Akibatnya, negara tidak memiliki kuasa untuk menindak para kapitalis yang perbuatannya menyengsarakan rakyat. Negara hanya menjadi regulator yang bergerak sesuai dengan arahan para kapitalis, bahkan menjadi penjaga kepentingan mereka. Keberadaan negara kapitalisme membuat kepemimpinan penguasa hari ini cenderung populis otoritarian. Sikap mereka jauh dari kata ramah kepada rakyat. Rakyat yang jelas-jelas mengalami penderitaan tidak mendapatkan perhatian serius dari penguasa, yang justru lebih sibuk melakukan pencitraan di muka umum.
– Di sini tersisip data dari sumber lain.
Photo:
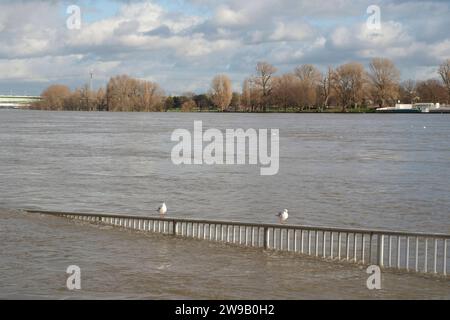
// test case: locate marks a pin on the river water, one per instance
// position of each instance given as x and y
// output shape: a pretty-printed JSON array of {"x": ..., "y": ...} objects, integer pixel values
[{"x": 367, "y": 170}]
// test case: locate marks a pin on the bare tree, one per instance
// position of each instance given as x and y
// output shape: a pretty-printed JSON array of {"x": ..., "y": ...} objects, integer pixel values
[
  {"x": 263, "y": 80},
  {"x": 309, "y": 78},
  {"x": 221, "y": 91},
  {"x": 348, "y": 84},
  {"x": 408, "y": 92},
  {"x": 432, "y": 91},
  {"x": 444, "y": 72},
  {"x": 286, "y": 91},
  {"x": 251, "y": 97},
  {"x": 188, "y": 106},
  {"x": 127, "y": 94},
  {"x": 325, "y": 88},
  {"x": 53, "y": 98},
  {"x": 384, "y": 77}
]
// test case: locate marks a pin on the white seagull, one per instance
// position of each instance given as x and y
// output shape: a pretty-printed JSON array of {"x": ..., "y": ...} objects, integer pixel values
[
  {"x": 283, "y": 215},
  {"x": 162, "y": 209}
]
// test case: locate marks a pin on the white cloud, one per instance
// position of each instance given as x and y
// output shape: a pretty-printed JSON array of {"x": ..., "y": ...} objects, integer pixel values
[{"x": 184, "y": 50}]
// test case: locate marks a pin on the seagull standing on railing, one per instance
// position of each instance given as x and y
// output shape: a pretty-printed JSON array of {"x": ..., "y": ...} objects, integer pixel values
[
  {"x": 283, "y": 215},
  {"x": 162, "y": 210}
]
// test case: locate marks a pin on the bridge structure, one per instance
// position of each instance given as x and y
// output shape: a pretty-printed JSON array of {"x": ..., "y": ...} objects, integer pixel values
[
  {"x": 17, "y": 102},
  {"x": 397, "y": 250}
]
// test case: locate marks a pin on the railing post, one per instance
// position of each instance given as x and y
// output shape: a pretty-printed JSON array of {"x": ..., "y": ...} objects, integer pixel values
[
  {"x": 266, "y": 238},
  {"x": 174, "y": 227},
  {"x": 380, "y": 250}
]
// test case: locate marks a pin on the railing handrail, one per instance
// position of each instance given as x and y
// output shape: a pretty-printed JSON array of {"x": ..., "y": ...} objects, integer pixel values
[{"x": 249, "y": 224}]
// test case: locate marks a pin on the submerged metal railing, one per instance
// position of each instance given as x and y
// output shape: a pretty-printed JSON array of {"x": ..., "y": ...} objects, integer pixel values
[{"x": 417, "y": 252}]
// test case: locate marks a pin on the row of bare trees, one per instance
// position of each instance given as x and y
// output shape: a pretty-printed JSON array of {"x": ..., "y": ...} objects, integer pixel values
[
  {"x": 122, "y": 93},
  {"x": 306, "y": 88}
]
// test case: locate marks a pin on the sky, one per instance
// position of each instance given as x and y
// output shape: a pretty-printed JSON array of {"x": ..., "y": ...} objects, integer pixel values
[{"x": 183, "y": 44}]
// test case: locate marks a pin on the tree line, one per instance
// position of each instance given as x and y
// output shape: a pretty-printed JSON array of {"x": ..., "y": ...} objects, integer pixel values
[{"x": 348, "y": 87}]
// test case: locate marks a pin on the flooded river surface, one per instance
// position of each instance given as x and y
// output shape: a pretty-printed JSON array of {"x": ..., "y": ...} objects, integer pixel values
[{"x": 369, "y": 171}]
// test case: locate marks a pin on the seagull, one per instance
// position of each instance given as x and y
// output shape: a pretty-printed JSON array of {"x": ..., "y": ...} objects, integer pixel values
[
  {"x": 162, "y": 209},
  {"x": 283, "y": 215}
]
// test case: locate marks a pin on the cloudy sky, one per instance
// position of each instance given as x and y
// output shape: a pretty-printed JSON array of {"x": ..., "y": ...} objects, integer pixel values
[{"x": 182, "y": 44}]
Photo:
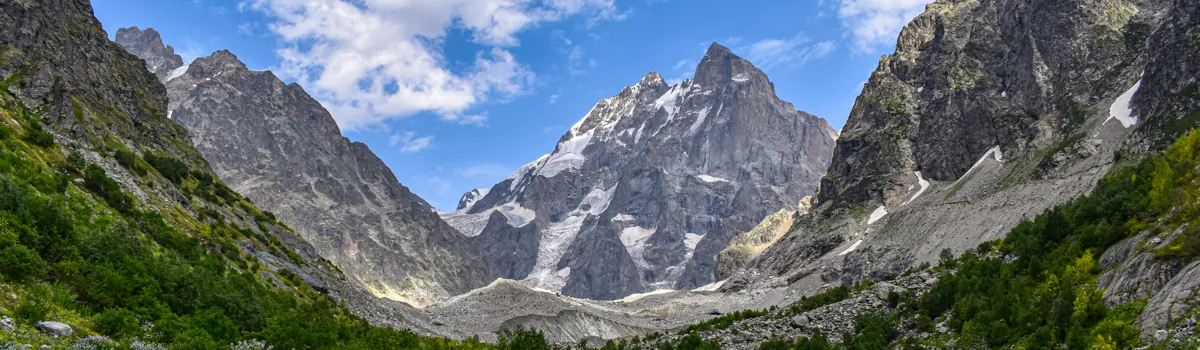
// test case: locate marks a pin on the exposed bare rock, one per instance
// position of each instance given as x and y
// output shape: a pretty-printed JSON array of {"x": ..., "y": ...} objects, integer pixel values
[{"x": 647, "y": 188}]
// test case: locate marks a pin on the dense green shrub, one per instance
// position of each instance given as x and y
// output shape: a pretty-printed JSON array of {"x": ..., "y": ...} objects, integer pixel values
[
  {"x": 19, "y": 263},
  {"x": 820, "y": 300},
  {"x": 522, "y": 339},
  {"x": 99, "y": 182}
]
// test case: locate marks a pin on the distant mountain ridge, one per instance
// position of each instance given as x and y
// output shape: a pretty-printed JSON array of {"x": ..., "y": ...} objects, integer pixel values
[
  {"x": 277, "y": 145},
  {"x": 645, "y": 191}
]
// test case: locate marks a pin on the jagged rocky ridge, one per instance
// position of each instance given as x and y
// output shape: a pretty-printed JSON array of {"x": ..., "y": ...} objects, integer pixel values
[
  {"x": 52, "y": 54},
  {"x": 645, "y": 191},
  {"x": 147, "y": 44},
  {"x": 279, "y": 146},
  {"x": 991, "y": 112}
]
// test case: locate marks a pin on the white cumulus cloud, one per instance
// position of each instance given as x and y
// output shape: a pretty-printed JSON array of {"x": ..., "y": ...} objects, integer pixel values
[
  {"x": 875, "y": 23},
  {"x": 372, "y": 60},
  {"x": 790, "y": 52},
  {"x": 409, "y": 143}
]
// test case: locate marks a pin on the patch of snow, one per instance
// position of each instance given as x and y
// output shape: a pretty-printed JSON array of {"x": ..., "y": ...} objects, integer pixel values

Islam memiliki serangkaian aturan dan mekanisme dalam pengelolaan laut. Dalam sistem ekonomi Islam dijelaskan bahwa laut termasuk dalam kategori barang milik umum. Hukum pengelolaan laut tidak boleh diberikan kepada individu, baik untuk membangun pagar atau batas. Laut juga tidak boleh dikuasai oleh negara untuk diprivatisasi atau dinasionalisasi.
Negara yang menerapkan sistem Islam, yaitu negara Khilafah, merupakan negara yang memiliki kedaulatan penuh dalam mengurus negara dan menyejahterakan rakyatnya. Kedaulatan penuh ini membuat negara tidak akan tunduk di bawah korporasi atau intervensi negara mana pun.
Laut termasuk milik umum karena secara karakteristiknya tidak mungkin dimiliki oleh individu. Dalilnya adalah ketika Rasulullah SAW ditanya oleh para sahabatnya:
Wahai Rasulullah, bolehkah kami membangun rumah untuk tempat berteduh bagimu di Mina?" Maka Rasulullah SAW menjawab, "Tidak boleh," kata Rasulullah. "Mina itu adalah tempat bagi orang yang datang terlebih dahulu." (HR. Imam Abu Dawud).
Oleh karena itu, polemik pagar laut bertentangan dengan pengaturan laut menurut perspektif Islam.
Pemanfaatannya dilarang secara berlebihan sehingga merusak lingkungan. Pengelolaannya juga harus transparan dan akuntabel tanpa korupsi sehingga jika ada pelanggaran dlm pengelolaannya maka akan dikenai sanksi yang sesuai baik di dunia maupun di akhirat, karena pelanggaran yang dilakukan disini tergolong sebagai maksiat yang harus dikenai sanksi dan juga dipertanggungjawabkan dihadapan Allah SWT.
Kedaulatan ini terjadi karena Allah dan Rasulullah menetapkan bahwa keberadaan sebuah negara wajib menjadi raa’in (pengurus) dan junnah (perisai) bagi rakyatnya. Dua peran ini membuat negara Khilafah kokoh berdiri tanpa intervensi dari pihak mana pun, sehingga bisa fokus membuat kebijakan yang akan memberikan kemaslahatan dan kesejahteraan bagi rakyatnya.
Maka, untuk menyelesaikan persoalan pagar laut, solusinya adalah dengan berpegang teguh kepada syariat Islam secara kaffah.